The observed variability across disciplines should be interpreted as descriptive and hypothesis-generating only. This study was not designed to explain why differences occurred, and no causal or explanatory claims regarding disciplinary mechanisms are made. These patterns may inform future research questions but should not be overinterpreted.

Notably, variability in outcomes across disciplines suggests the need for tailored approaches to optimize MPBL’s effectiveness for specific groups. High satisfaction levels among participants further reinforce the feasibility and acceptance of MPBL in diverse educational settings.

Data Sharing Statement

The datasets used and analyses during the current study are available from the corresponding author on reasonable request.

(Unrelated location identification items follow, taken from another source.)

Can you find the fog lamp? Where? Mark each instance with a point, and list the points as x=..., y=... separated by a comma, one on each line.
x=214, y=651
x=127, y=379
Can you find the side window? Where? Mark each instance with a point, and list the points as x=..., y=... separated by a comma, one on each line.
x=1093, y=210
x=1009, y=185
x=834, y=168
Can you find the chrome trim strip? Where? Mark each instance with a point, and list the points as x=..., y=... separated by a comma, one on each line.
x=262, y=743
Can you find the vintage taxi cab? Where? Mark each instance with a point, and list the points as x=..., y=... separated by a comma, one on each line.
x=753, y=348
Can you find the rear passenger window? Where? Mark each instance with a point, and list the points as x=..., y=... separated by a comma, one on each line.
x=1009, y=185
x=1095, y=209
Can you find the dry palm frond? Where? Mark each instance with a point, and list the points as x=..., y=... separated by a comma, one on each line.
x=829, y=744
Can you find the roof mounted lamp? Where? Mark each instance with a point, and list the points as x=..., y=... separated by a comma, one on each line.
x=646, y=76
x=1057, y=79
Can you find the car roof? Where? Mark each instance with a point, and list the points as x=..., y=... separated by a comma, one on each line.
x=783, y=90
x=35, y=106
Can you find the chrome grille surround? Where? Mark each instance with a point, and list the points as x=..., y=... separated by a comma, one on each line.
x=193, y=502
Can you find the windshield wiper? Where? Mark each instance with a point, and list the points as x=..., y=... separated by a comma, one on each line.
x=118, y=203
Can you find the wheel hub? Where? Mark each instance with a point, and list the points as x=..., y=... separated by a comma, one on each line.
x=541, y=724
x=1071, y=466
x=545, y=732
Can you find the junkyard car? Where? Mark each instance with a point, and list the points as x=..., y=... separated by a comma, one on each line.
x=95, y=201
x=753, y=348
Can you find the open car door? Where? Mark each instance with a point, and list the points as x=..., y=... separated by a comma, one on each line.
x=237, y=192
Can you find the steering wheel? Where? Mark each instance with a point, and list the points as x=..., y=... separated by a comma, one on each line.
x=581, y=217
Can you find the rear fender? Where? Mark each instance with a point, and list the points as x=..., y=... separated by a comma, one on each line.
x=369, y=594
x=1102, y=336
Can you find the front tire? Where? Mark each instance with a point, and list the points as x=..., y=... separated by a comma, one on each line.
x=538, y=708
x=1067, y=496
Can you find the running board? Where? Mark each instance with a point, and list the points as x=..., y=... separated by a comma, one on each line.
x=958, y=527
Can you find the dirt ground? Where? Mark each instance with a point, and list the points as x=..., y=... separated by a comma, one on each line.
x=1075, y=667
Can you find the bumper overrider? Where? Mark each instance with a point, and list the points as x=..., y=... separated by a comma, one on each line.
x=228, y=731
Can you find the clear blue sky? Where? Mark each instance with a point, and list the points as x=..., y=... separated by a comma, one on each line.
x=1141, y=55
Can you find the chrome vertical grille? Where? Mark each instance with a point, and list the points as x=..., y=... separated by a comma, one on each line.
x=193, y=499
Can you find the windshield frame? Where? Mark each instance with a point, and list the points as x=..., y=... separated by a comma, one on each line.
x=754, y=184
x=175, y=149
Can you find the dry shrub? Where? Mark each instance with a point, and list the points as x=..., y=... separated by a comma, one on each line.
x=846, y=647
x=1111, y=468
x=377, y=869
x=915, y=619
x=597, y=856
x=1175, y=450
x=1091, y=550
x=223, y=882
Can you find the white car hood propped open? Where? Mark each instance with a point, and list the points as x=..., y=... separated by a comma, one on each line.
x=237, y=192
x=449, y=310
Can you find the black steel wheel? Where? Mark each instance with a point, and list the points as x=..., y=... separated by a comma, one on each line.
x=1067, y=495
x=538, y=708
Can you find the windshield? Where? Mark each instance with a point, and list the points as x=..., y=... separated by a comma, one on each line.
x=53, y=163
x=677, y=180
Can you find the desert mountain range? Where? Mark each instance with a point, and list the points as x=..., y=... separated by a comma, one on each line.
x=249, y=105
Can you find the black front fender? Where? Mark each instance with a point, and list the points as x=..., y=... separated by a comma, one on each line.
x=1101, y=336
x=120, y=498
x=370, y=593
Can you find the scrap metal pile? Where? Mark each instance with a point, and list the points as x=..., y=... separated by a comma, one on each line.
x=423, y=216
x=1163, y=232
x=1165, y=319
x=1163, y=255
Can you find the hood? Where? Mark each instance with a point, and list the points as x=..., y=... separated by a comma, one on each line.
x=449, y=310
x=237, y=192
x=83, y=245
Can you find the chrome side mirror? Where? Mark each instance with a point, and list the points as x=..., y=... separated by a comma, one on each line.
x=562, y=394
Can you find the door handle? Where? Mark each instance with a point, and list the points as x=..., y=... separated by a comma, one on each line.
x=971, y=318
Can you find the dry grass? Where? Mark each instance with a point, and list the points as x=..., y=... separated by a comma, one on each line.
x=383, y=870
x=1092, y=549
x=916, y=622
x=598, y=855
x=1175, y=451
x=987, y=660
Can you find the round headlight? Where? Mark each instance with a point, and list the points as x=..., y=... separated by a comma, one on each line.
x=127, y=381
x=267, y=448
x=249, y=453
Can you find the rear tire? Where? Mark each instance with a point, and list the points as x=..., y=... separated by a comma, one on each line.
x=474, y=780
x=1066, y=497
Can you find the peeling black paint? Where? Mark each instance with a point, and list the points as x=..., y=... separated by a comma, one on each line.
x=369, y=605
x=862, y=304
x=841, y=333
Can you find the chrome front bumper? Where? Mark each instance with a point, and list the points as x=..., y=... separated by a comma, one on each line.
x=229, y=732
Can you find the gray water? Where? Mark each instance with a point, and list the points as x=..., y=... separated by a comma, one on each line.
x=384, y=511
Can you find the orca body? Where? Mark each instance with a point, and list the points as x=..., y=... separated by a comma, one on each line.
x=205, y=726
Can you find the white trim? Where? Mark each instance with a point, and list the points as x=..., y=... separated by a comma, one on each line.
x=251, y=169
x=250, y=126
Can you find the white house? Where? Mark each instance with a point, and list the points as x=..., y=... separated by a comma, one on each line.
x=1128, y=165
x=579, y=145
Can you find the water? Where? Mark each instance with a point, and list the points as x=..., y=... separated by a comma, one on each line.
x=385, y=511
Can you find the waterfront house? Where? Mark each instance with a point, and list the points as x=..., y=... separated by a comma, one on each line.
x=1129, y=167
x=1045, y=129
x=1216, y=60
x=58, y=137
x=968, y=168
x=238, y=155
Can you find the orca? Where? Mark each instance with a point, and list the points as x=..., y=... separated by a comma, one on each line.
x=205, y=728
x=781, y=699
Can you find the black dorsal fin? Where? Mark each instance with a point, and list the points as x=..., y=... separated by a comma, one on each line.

Ethics Approval and Informed Consent

The study was conducted in accordance with the Declaration of Helsinki. Participants received complete information about the study objectives and methods and provided written informed consent. All personal data were kept confidential and used exclusively for research purposes. Participants were allowed to withdraw at any time without consequence. The study received approval from the Ethics Committee of Hamadan University of Medical Sciences (IR.UMSHA.REC.1402.222).

Consent for Publication

Not applicable, as this study does not involve any individual person’s data or image.

Acknowledgments

The authors thank Hamadan University of Medical Sciences for their financial and administrative support of this project (Grant No. 140208307389). We also appreciate the cooperation of the Education Development Center and all participating students.

Author Contributions

All authors made a significant contribution to the work reported, whether that is in the conception, study design, execution, acquisition of data, analysis and interpretation, or in all these areas; took part in drafting, revising or critically reviewing the article; gave final approval of the version to be published; have agreed on the journal to which the article has been submitted; and agree to be accountable for all aspects of the work.

Funding

This study was supported by the Vice-Chancellor for Research and Technology, Hamadan University of Medical Sciences (Grant No. 140208307389). The Education Development Center of Hamadan University of Medical Sciences also provided administrative and logistic support.

Disclosure

The authors declare that they have no competing interests in this work.